Enterprise knowledge management platform with Neo4j graph database, multi-interface architecture (MCP/Web/REST), and intelligent code analysis for modern software development teams.

Overview

Code Graph Knowledge System is a production-ready platform that transforms code repositories and development documentation into a queryable knowledge graph. Built on Neo4j's graph database technology and powered by large language models, the system provides three distinct interfaces for different use cases: MCP protocol for AI assistants, Web UI for human users, and REST API for programmatic access.

The platform combines vector search, graph traversal, and LLM-driven analysis to deliver intelligent code intelligence capabilities including repository analysis, dependency mapping, impact assessment, and automated documentation generation.

Core Capabilities

Multi-Interface Architecture

MCP Protocol (Port 8000) - Model Context Protocol server for AI assistant integration

  • Direct integration with Claude Desktop, Cursor, and other MCP-compatible tools

  • 25+ specialized tools for code analysis and knowledge management

  • Real-time task monitoring via Server-Sent Events

  • Supports stdio and SSE transport modes

Web UI (Port 8080) - Browser-based interface for team collaboration

  • Real-time task monitoring dashboard

  • Repository ingestion and management

  • Metrics visualization with interactive charts

  • Built with React 18, TypeScript, and shadcn/ui components

REST API (Ports 8000, 8080) - HTTP endpoints for system integration

  • Document ingestion and knowledge querying

  • Task management and monitoring

  • Prometheus metrics export

  • OpenAPI/Swagger documentation

Knowledge Graph Engine

Code Intelligence - Graph-based code analysis without requiring LLMs

  • Repository structure mapping and dependency tracking

  • Function and class relationship analysis

  • Impact analysis for code changes

  • Context pack generation for AI assistants

  • Support for 15+ programming languages

Memory Store - Project knowledge tracking with temporal awareness

  • Fact, decision, pattern, and insight recording

  • Memory evolution with superseding relationships

  • Automatic extraction from conversations, commits, and code

  • Vector search with embedding-based retrieval

Knowledge RAG - Document processing with hybrid search

  • Multi-format document ingestion (Markdown, PDF, code files)

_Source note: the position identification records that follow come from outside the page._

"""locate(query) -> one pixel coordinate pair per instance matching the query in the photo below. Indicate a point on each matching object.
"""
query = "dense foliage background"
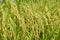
(29, 19)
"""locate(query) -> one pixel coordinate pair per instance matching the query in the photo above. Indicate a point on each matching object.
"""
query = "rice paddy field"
(29, 19)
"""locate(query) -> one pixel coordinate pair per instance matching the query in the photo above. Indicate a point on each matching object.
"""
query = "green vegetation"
(30, 20)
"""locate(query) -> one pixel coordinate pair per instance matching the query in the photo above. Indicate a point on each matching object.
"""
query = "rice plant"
(29, 20)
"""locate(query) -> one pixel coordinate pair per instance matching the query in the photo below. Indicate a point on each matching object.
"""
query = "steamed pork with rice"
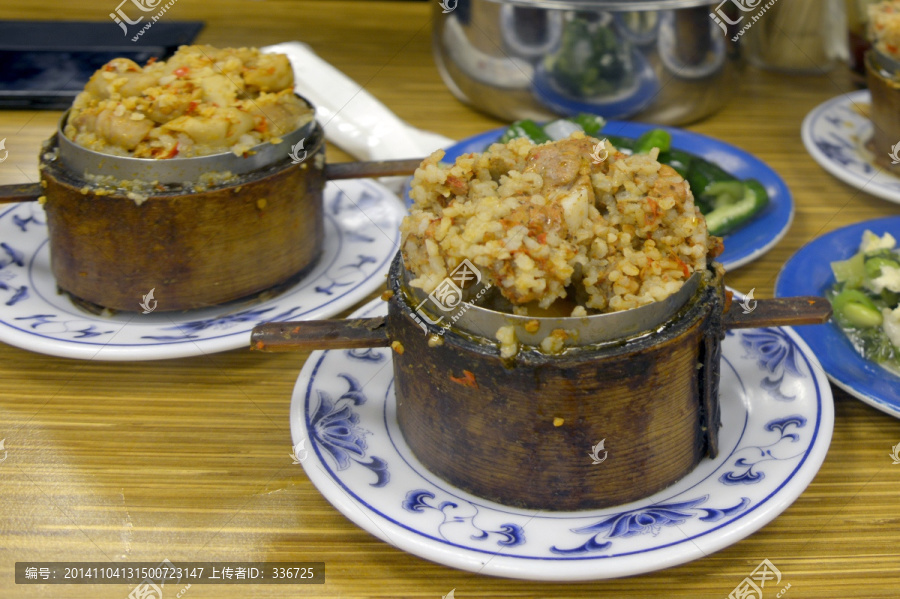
(201, 101)
(551, 223)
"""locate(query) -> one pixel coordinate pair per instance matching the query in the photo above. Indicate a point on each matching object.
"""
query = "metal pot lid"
(82, 161)
(465, 314)
(597, 5)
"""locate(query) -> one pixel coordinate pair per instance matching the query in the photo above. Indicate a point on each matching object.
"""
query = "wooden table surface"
(188, 459)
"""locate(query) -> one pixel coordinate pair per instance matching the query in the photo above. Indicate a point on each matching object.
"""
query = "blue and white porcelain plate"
(777, 420)
(808, 272)
(835, 135)
(743, 245)
(362, 221)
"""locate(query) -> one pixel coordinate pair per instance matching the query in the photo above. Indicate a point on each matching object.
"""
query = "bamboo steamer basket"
(195, 247)
(521, 431)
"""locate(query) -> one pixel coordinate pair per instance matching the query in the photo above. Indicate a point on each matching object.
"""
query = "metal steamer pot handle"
(355, 333)
(29, 192)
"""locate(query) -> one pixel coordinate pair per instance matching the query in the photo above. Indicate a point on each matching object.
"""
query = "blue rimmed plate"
(744, 245)
(808, 272)
(777, 420)
(835, 135)
(361, 236)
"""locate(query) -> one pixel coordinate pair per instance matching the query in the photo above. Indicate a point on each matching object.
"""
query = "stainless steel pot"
(662, 61)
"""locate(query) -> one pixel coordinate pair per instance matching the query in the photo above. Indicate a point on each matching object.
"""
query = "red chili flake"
(467, 380)
(654, 208)
(684, 267)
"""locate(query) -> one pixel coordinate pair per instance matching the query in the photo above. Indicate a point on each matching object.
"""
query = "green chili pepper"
(724, 193)
(721, 221)
(855, 308)
(702, 173)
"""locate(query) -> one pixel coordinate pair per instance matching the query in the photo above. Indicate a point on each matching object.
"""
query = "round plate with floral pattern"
(362, 223)
(835, 135)
(777, 419)
(808, 272)
(742, 246)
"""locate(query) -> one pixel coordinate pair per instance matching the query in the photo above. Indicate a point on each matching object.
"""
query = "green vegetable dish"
(866, 299)
(727, 202)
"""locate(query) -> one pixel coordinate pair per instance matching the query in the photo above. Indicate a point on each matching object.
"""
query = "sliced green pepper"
(724, 193)
(851, 272)
(721, 221)
(702, 173)
(873, 266)
(855, 308)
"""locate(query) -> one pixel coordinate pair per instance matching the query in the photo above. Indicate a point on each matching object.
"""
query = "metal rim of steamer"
(84, 161)
(482, 322)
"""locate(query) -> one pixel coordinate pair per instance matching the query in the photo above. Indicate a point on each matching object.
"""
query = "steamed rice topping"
(545, 222)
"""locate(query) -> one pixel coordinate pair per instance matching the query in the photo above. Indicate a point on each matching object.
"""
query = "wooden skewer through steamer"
(519, 432)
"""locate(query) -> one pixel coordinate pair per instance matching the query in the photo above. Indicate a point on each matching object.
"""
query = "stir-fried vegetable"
(866, 299)
(726, 202)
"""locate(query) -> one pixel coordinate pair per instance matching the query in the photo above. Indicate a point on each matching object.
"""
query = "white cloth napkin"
(353, 119)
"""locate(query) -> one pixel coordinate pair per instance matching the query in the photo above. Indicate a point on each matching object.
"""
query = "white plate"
(777, 417)
(362, 221)
(835, 135)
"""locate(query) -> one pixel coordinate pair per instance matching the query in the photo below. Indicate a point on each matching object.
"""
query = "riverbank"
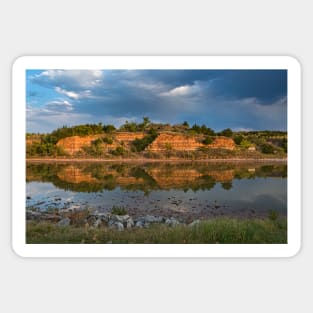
(147, 160)
(214, 231)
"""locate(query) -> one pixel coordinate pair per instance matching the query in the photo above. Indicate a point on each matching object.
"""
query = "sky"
(236, 99)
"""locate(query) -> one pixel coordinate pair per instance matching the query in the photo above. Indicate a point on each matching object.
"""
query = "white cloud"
(70, 94)
(58, 106)
(73, 79)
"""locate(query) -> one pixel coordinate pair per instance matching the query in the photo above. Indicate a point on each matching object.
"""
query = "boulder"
(64, 222)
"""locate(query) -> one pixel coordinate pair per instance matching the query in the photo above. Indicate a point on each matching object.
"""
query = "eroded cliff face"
(166, 141)
(180, 142)
(74, 144)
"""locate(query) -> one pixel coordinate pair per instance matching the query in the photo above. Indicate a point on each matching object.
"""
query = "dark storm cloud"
(240, 99)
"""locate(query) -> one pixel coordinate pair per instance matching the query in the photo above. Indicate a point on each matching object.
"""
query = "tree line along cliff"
(151, 140)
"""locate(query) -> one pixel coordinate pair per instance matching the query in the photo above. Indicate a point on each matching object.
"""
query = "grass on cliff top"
(219, 230)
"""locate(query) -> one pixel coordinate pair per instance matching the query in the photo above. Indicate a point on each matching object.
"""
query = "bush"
(226, 132)
(118, 151)
(267, 148)
(108, 140)
(238, 139)
(208, 140)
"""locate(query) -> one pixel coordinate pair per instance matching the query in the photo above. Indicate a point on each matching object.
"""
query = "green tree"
(226, 132)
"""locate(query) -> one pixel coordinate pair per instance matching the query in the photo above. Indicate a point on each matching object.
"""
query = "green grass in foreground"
(219, 230)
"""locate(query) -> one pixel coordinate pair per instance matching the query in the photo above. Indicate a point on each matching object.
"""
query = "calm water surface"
(204, 189)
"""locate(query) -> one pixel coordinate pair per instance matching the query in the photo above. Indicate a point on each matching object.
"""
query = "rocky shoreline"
(104, 219)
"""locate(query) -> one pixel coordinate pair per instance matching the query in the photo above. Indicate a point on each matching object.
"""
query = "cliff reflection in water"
(95, 177)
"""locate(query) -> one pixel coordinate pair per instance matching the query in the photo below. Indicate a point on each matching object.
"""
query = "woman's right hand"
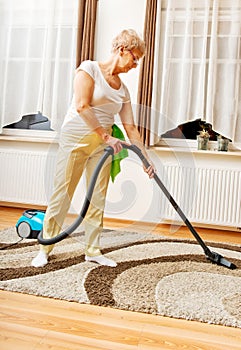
(115, 143)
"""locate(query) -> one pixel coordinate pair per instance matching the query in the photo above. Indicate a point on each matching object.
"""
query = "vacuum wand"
(212, 256)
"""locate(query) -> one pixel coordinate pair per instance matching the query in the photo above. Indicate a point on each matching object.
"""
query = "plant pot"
(223, 144)
(202, 143)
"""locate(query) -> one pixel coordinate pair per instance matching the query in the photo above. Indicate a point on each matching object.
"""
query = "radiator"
(26, 176)
(205, 195)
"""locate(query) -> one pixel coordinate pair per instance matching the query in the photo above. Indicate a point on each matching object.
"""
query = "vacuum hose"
(212, 256)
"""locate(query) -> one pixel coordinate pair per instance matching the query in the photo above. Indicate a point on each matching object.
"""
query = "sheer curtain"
(86, 30)
(197, 65)
(37, 58)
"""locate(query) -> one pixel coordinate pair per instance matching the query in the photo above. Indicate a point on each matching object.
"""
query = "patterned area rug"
(158, 275)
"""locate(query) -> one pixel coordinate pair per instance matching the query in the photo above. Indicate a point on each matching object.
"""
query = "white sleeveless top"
(106, 102)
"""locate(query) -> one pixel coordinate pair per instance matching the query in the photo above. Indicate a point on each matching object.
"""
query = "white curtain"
(37, 58)
(197, 65)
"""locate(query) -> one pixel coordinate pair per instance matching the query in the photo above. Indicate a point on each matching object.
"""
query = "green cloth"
(116, 158)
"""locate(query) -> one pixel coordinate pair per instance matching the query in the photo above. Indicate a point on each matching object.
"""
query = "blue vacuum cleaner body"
(30, 224)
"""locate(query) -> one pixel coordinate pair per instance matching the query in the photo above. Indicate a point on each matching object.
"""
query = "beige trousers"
(75, 155)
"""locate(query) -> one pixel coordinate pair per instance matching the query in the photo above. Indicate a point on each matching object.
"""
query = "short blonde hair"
(130, 40)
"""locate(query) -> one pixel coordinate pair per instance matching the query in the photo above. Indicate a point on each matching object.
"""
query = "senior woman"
(99, 94)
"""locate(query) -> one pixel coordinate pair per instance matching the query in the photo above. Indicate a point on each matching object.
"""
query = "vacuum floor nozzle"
(220, 260)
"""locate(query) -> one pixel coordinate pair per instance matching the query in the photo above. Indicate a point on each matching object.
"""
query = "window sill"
(190, 146)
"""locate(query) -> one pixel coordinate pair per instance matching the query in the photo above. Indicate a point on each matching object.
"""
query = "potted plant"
(222, 143)
(203, 139)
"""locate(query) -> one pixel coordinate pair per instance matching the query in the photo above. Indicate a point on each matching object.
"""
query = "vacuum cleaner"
(30, 224)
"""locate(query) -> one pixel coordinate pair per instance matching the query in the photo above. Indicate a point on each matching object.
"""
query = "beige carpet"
(157, 275)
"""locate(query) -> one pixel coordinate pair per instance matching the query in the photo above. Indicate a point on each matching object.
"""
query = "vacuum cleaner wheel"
(24, 229)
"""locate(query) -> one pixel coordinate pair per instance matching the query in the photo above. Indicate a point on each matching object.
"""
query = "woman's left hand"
(151, 170)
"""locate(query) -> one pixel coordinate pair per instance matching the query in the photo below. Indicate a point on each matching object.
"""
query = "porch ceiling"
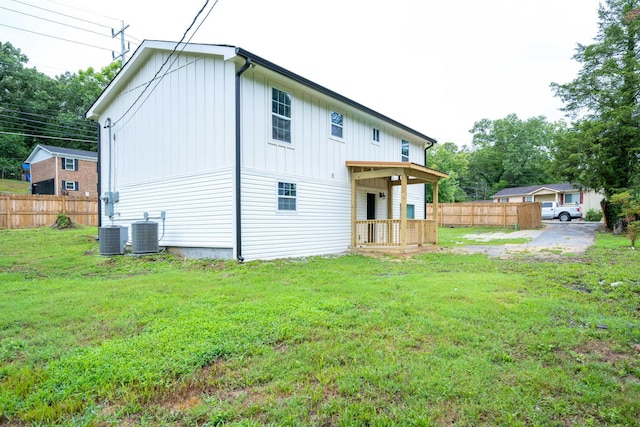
(418, 173)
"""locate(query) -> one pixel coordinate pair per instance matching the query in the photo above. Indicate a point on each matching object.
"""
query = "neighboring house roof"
(532, 189)
(143, 52)
(62, 152)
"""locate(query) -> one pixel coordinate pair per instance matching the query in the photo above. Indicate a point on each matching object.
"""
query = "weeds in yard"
(437, 339)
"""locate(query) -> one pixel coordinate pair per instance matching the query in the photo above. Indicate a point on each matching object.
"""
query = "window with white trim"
(70, 185)
(337, 125)
(405, 151)
(411, 211)
(376, 135)
(69, 164)
(280, 115)
(572, 198)
(287, 194)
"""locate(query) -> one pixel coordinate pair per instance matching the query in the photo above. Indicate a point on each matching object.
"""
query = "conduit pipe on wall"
(239, 73)
(99, 189)
(431, 143)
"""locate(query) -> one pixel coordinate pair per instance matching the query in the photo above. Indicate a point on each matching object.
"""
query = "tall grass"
(436, 339)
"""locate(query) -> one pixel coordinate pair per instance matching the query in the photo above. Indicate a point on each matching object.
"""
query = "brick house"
(63, 171)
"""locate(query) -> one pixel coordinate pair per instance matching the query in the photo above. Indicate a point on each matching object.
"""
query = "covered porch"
(393, 235)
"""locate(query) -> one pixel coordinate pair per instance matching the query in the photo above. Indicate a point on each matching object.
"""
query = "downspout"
(425, 186)
(99, 129)
(239, 256)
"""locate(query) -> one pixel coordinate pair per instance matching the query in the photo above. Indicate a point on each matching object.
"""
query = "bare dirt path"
(553, 239)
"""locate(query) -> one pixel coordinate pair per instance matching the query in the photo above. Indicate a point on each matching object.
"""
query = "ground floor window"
(571, 198)
(287, 195)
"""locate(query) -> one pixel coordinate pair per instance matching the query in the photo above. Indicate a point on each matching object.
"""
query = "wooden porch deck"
(383, 235)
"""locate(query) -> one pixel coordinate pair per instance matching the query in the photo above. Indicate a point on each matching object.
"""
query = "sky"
(436, 66)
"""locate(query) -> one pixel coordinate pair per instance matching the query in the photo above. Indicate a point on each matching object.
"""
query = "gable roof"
(62, 152)
(527, 191)
(144, 51)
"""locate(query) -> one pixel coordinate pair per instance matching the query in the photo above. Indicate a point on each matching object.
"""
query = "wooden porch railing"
(386, 232)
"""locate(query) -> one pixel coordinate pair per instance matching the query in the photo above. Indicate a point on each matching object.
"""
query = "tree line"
(597, 148)
(38, 109)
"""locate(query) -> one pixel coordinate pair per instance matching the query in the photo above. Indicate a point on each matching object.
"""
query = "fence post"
(8, 211)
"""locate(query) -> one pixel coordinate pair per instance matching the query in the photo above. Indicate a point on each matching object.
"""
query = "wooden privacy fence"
(523, 215)
(29, 211)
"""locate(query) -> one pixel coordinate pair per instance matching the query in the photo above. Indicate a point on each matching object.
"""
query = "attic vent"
(144, 237)
(112, 240)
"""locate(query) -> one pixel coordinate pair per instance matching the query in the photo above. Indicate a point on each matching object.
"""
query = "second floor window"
(69, 164)
(405, 151)
(337, 124)
(280, 115)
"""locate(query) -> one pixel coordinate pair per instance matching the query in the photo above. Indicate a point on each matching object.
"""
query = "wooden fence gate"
(30, 211)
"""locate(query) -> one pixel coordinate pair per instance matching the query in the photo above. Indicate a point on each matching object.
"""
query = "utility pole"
(123, 51)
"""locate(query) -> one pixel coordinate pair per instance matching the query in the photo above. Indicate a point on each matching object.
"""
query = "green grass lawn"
(435, 339)
(13, 186)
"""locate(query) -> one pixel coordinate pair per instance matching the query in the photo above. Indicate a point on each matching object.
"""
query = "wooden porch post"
(403, 212)
(389, 199)
(435, 207)
(354, 199)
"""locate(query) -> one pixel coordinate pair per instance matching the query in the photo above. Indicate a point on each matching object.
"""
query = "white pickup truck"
(553, 210)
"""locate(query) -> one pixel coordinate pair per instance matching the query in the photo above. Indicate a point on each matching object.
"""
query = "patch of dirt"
(602, 352)
(520, 234)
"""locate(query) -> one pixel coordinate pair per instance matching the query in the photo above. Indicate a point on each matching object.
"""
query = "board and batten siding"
(183, 126)
(320, 225)
(313, 152)
(198, 209)
(174, 152)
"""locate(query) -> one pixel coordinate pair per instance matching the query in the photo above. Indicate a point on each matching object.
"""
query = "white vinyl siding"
(199, 209)
(322, 224)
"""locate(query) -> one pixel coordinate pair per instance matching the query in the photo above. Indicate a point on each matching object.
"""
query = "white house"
(563, 193)
(248, 160)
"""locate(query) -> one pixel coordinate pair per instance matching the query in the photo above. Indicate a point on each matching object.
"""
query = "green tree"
(629, 214)
(37, 109)
(22, 90)
(602, 149)
(447, 158)
(511, 152)
(78, 92)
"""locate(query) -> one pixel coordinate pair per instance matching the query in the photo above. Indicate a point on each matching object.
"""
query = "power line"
(55, 22)
(21, 122)
(61, 14)
(49, 137)
(167, 59)
(54, 37)
(83, 10)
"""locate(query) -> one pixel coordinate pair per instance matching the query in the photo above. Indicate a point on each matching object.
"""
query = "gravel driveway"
(554, 238)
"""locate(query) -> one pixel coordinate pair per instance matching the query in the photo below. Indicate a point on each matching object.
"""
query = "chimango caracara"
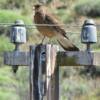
(51, 27)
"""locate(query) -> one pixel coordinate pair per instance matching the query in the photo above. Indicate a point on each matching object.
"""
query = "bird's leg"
(42, 39)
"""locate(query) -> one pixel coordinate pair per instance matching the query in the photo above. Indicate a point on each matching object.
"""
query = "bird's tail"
(66, 44)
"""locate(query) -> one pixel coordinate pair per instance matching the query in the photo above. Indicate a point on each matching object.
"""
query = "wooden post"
(31, 67)
(52, 73)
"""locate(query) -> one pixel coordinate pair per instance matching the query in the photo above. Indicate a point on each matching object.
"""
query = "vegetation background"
(75, 83)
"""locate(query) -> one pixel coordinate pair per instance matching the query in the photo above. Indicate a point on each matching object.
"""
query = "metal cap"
(89, 22)
(19, 22)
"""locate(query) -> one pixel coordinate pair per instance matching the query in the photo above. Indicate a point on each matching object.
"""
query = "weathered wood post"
(52, 73)
(44, 80)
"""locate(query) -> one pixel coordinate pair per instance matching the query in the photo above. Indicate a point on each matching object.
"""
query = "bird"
(49, 25)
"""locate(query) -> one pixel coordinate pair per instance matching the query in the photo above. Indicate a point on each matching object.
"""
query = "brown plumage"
(43, 17)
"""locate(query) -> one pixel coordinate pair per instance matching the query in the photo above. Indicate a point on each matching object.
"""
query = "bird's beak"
(33, 8)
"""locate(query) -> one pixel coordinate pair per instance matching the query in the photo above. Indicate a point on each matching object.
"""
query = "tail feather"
(66, 44)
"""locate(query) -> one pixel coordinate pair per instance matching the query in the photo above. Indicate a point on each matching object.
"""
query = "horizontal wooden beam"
(16, 58)
(81, 58)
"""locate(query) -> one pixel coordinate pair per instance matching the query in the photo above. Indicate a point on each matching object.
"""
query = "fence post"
(52, 73)
(44, 73)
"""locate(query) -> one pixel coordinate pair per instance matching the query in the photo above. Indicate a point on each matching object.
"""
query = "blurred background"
(76, 83)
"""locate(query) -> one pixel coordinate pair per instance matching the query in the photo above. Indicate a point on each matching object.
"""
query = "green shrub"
(88, 8)
(7, 16)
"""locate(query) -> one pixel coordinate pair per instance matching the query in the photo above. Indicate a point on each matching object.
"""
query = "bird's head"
(37, 7)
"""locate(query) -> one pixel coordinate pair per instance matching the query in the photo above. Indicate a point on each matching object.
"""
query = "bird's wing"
(61, 34)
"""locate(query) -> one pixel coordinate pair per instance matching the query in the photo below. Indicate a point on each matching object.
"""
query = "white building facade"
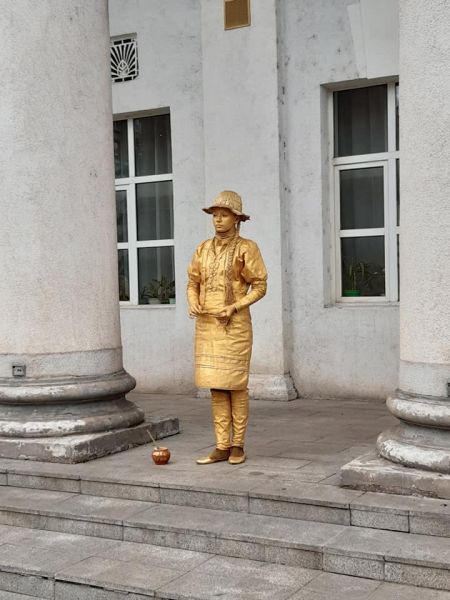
(298, 112)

  • Neo4j native vector indexing

  • Hybrid search combining vector similarity and graph traversal

  • Configurable chunking and embedding strategies

SQL Schema Parser - Database schema analysis with business domain classification

  • Multi-dialect support (Oracle, MySQL, PostgreSQL, SQL Server)

  • Configurable business domain templates (Insurance, E-commerce, Banking, Healthcare)

  • Automated relationship detection and documentation generation

  • Integration with knowledge graph for cross-referencing

Technology Stack

Backend Infrastructure

  • FastAPI - High-performance async web framework

  • Neo4j 5.x - Graph database with native vector indexing

  • Python 3.13+ - Modern Python with type hints

  • Uvicorn - ASGI server with WebSocket support

AI and ML Integration

  • LlamaIndex - Document processing and retrieval pipeline

  • Multiple LLM providers (Ollama, OpenAI, Gemini, OpenRouter)

  • Flexible embedding models (HuggingFace, Ollama, OpenAI)

  • Model Context Protocol (MCP) for AI assistant integration

Frontend Technology

  • React 18 - Modern UI library with concurrent features

  • TypeScript - Type-safe development

  • TanStack Router - Type-safe routing

  • shadcn/ui - Accessible component library

  • Vite - Fast build tooling

Quick Start

Prerequisites

  • Python 3.13 or higher

  • Neo4j 5.0 or higher

  • Docker (optional, for containerized deployment)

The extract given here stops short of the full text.